We have reached the mid -point in the NFL season where everyone in the league has played at least 8 games, and it's with this sample I feel we can begin to make conclusions about the data that we have been presented with. From the beginning of the season, I felt there would one area of strength that would ultimately propel us forwards to the playoffs. That area of strength? I pinpointed it would be our red zone defense, which I hypothesized would become one of the best in the league as I watched our menacing front seven in action. The basis of the theory is simple: once a team reaches the red zone, they are left with a lot less room in which to operate. Considering the deficiencies in the secondary, it stood to reason that once the defense had less room to have to cover, it would accentuate our front seven's strengths while de-emphasizing our issues in the secondary.
The statistics don't lie. Going to this TeamRankings chart detailing the percentage of TDs a defense allow in red zone situations is definitive proof that my theory was correct. The Panthers rank 3rd in the NFL at limiting opponents touchdowns in the red zone, allowing the opponent to punch it in a mere 37.5% of the time. Compare that to 2012, where the Panthers were merely average, finishing 16th in the league with a 53.2% stoppage rate. Our revamped defense is stymying opponents once they reach the most important part of the field, and the difference between 7 points and 3 is absolutely enormous in the grand scheme of things. This knowledge has allowed our secondary to not overextend themselves in coverage, deciding that keeping plays in front of them and preventing the big is their most important function. Avoiding big plays on defense is of prime importance considering our dominance in the red zone if the offense matriculates the ball down the field slowly. We're T10th for 40+ plays allowed with 7 (1-9 is between 4-6) and 14th in 20+ plays allowed (35-44 is the range of those ahead of us), showing that this is something to focus on in the coming weeks.

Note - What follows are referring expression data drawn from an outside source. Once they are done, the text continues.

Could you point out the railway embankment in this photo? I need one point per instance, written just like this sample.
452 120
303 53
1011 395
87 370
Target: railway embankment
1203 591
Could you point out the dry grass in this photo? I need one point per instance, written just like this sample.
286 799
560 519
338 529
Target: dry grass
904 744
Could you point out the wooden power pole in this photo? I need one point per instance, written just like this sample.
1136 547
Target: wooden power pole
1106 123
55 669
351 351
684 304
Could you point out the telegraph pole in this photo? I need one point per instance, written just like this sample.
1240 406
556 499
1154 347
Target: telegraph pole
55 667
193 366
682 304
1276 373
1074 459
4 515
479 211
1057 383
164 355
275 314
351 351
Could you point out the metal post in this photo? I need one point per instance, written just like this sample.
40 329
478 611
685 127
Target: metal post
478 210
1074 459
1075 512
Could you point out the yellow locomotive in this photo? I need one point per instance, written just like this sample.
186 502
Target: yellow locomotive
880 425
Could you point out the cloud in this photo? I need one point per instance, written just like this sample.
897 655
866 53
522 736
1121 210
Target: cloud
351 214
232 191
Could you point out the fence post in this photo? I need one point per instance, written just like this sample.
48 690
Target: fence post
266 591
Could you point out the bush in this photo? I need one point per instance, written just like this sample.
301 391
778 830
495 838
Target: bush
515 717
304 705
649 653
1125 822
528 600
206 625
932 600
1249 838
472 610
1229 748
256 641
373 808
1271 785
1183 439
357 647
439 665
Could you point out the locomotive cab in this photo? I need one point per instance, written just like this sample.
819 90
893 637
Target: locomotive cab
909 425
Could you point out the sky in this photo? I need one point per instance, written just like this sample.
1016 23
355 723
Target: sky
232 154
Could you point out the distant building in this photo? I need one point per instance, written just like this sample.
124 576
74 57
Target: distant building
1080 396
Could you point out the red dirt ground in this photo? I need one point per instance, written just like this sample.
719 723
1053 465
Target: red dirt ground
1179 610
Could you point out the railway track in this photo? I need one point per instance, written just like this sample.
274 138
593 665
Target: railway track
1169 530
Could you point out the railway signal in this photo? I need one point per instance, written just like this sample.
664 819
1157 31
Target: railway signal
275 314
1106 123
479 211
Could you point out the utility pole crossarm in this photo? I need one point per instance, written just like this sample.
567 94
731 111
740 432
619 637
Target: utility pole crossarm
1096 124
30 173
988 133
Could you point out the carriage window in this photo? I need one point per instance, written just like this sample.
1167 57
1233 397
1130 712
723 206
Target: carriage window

Ultimately, however, this red zone dominance does not necessarily translate to getting to the playoffs. While the current Top 10 has contenders like Kansas City, Seattle, and Detroit in its midst, it also contains the likes of Baltimore, Tampa Bay, and Buffalo. 2012 tells a similar story, with 5 of the teams in the Top 10 ultimately missing the playoffs. What IS important, to me, is what it could mean IF we make it to the playoffs. Last year's leader, the Baltimore Ravens, ultimately won the Super Bowl. This year's leader, Kansas City, remains the lone undefeated squad in the NFL. In the playoffs where every game is winner take all, that 4 point difference between a touchdown and a field goal takes on a whole new level of importance. Being able to stop opponents in the red zone is likely one of the biggest factors that will decide who wins a playoff game, and I don't know if there is another defense I'd take in the league over Carolina for stopping an opponent once they reach the red zone. We won't be able to get to the postseason on the strength of this red zone defense alone, but once we're actually able to get there? 2003 isn't such a distant dream, at least from my point of view.